Comerciantes da Póvoa de Santa Iria temem impacto do estacionamento pago no comércio local
A consulta pública ao novo Regulamento Municipal de Mobilidade e Estacionamento no concelho de Vila Franca de Xira terminou com 417 participações. Na Póvoa de Santa Iria, comerciantes defendem que o estacionamento pago pode afastar clientes e agravar os problemas de estacionamento.
A proposta de Regulamento Municipal de Mobilidade e Estacionamento, que a Câmara de Vila Franca de Xira enviou para consulta pública e que prevê a expansão do estacionamento tarifado e a criação de novas regras para residentes, empresas e utilizadores ocasionais, contou com 417 participações. A informação foi avançada a O MIRANTE pelo município, que está agora a analisar os contributos enviados no âmbito da consulta pública, que terminou a 16 de Julho.

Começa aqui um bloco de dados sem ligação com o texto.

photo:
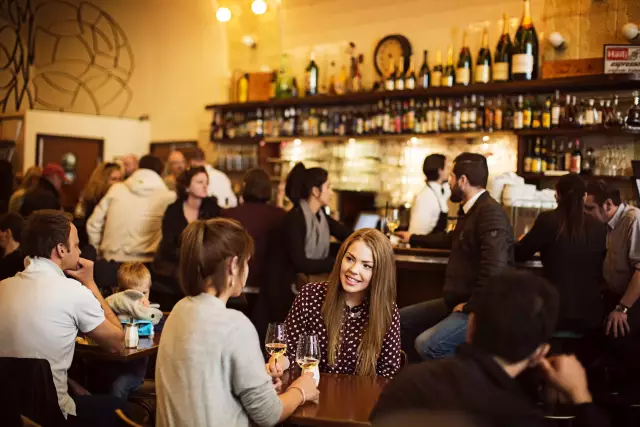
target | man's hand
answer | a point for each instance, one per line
(458, 308)
(84, 272)
(566, 374)
(617, 322)
(405, 236)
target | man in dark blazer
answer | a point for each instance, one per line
(481, 247)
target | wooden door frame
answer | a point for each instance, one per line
(40, 148)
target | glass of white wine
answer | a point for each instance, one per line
(276, 339)
(393, 220)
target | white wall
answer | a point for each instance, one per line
(121, 136)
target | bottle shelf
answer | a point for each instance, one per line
(599, 82)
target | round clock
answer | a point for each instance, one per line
(394, 47)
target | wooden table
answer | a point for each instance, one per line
(146, 347)
(345, 400)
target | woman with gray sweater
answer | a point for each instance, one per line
(210, 370)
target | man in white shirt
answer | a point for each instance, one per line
(219, 183)
(430, 210)
(42, 310)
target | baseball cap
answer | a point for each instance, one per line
(54, 169)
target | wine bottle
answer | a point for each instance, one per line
(311, 77)
(436, 76)
(463, 69)
(449, 73)
(524, 63)
(425, 72)
(483, 63)
(502, 57)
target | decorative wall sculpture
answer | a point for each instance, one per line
(64, 56)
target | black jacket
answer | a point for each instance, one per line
(473, 383)
(574, 268)
(42, 196)
(167, 258)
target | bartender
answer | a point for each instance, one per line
(430, 210)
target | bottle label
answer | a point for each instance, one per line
(522, 63)
(463, 76)
(500, 71)
(482, 73)
(436, 79)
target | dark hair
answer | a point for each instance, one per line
(474, 167)
(570, 189)
(432, 166)
(301, 181)
(184, 180)
(515, 313)
(13, 222)
(601, 191)
(257, 186)
(206, 245)
(45, 229)
(151, 162)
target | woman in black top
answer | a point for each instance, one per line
(12, 260)
(572, 248)
(301, 246)
(192, 204)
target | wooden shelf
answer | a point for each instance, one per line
(600, 82)
(540, 177)
(575, 132)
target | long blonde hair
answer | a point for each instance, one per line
(382, 297)
(98, 183)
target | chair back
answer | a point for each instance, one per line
(27, 388)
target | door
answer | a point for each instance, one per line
(77, 156)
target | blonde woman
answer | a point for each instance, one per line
(354, 314)
(102, 177)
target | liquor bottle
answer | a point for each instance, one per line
(243, 88)
(410, 79)
(483, 63)
(524, 62)
(425, 72)
(576, 159)
(502, 56)
(399, 85)
(449, 73)
(546, 114)
(463, 69)
(390, 82)
(311, 77)
(633, 114)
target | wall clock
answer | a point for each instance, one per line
(395, 46)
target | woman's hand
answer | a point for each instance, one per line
(277, 365)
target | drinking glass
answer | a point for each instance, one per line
(276, 339)
(308, 352)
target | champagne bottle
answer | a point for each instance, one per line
(425, 72)
(449, 74)
(463, 69)
(502, 57)
(524, 63)
(436, 76)
(483, 63)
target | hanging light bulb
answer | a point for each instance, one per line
(223, 14)
(259, 7)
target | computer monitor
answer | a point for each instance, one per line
(367, 220)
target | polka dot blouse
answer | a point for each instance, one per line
(305, 317)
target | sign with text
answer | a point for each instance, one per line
(621, 58)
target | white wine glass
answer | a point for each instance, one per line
(276, 340)
(308, 352)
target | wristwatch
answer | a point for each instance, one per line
(621, 308)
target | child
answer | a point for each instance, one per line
(131, 302)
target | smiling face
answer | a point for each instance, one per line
(357, 268)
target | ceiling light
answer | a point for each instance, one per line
(259, 7)
(223, 14)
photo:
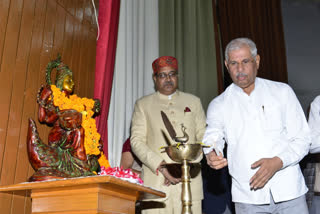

Algumas das áreas abrangidas pelo estacionamento tarifado são a zona antiga da Póvoa de Santa Iria e junto à Quinta da Piedade, o que não agrada aos comerciantes, como é o caso de Jorge Feliciano, sócio-gerente da Agência de Seguros Feliciano, localizada na zona antiga. “Há mais de dez anos que existem lugares de estacionamento com a placa a dizer que é proibido estacionar para além dos 30 minutos. Mas não há rotatividade porque deixam aqui o carro o dia todo. Tenho clientes que me dizem que não vêm aqui e preferem ir ao Casal da Serra, porque já foram multados por estarem em segunda fila. Quem está o dia todo nos lugares dos 30 minutos não é multado”, lamenta.
Jorge Feliciano considera ainda que, se a preocupação for o comércio tradicional, a solução não passa pelos parquímetros, porque vão afastar ainda mais as pessoas, que passarão a deslocar-se para outros locais onde o estacionamento é gratuito. “Eu concordo que haja zonas com parquímetros, mas não para os moradores e comerciantes da Póvoa Velha, que não podem ser penalizados por viverem aqui. É absurdo”, sublinha.
Estacionamento pago só depois de esgotadas outras medidas
Nuno Dias, da Autobigodes, considera que devem ser estudadas outras soluções antes de se avançar para o estacionamento pago. “Faz sentido em cidades como Lisboa ou Sintra, que têm muito movimento durante o dia e comércio, mas não na Póvoa. Percebo que queiram que as pessoas utilizem mais os transportes públicos para reduzir o número de carros, mas que alternativas temos? O que temos em troca para não levar o carro à porta do comércio? Porque, sendo pago, as pessoas vão para outros estabelecimentos”, defende. O empresário questiona ainda o destino das receitas provenientes do estacionamento tarifado. “Pergunto para onde vão as verbas? Vão para a freguesia, para a câmara ou para uma empresa? Não se pode criar também uma polícia municipal ou fazer mais estacionamentos? Tenho muitas dúvidas”, afirmou.
Fernando Barrinho, presidente da direcção da ACAPSI – Associação Cultural Avieiros da Póvoa de Santa Iria, também não concorda com o estacionamento pago e considera que um dos principais problemas da Póvoa deve-se aos carros abandonados e ao estacionamento abusivo, com viaturas estacionadas das 7h00 às 19h00 por pessoas que vão apanhar o comboio. “O estacionamento pago é a última solução, depois de esgotadas todas as outras medidas. Até porque, na Póvoa velha, vivem pessoas já com uma certa idade e o que querem é uma ponte pedonal sobre a linha do comboio”, diz.
Recorde-se que a proposta, aprovada em reunião de câmara, cria quatro zonas distintas — vermelha, amarela, verde e azul — com diferentes tempos máximos de permanência e tarifas. Nas áreas de maior pressão automóvel, classificadas como zona vermelha, o estacionamento ficará limitado a duas horas e terá um custo máximo previsto de 3,20 euros. Já as zonas amarela e verde terão permanência máxima de quatro horas, com um custo de quatro euros pelas quatro horas na zona amarela e um máximo de 2,40 euros na zona verde. A zona azul será orientada para estacionamento prolongado e bilhetes diários, com um custo até um euro. O regulamento introduz ainda a possibilidade de atribuição de dísticos de residente e de empresa, com limites por fogo e por estabelecimento, excluindo ambos da zona vermelha.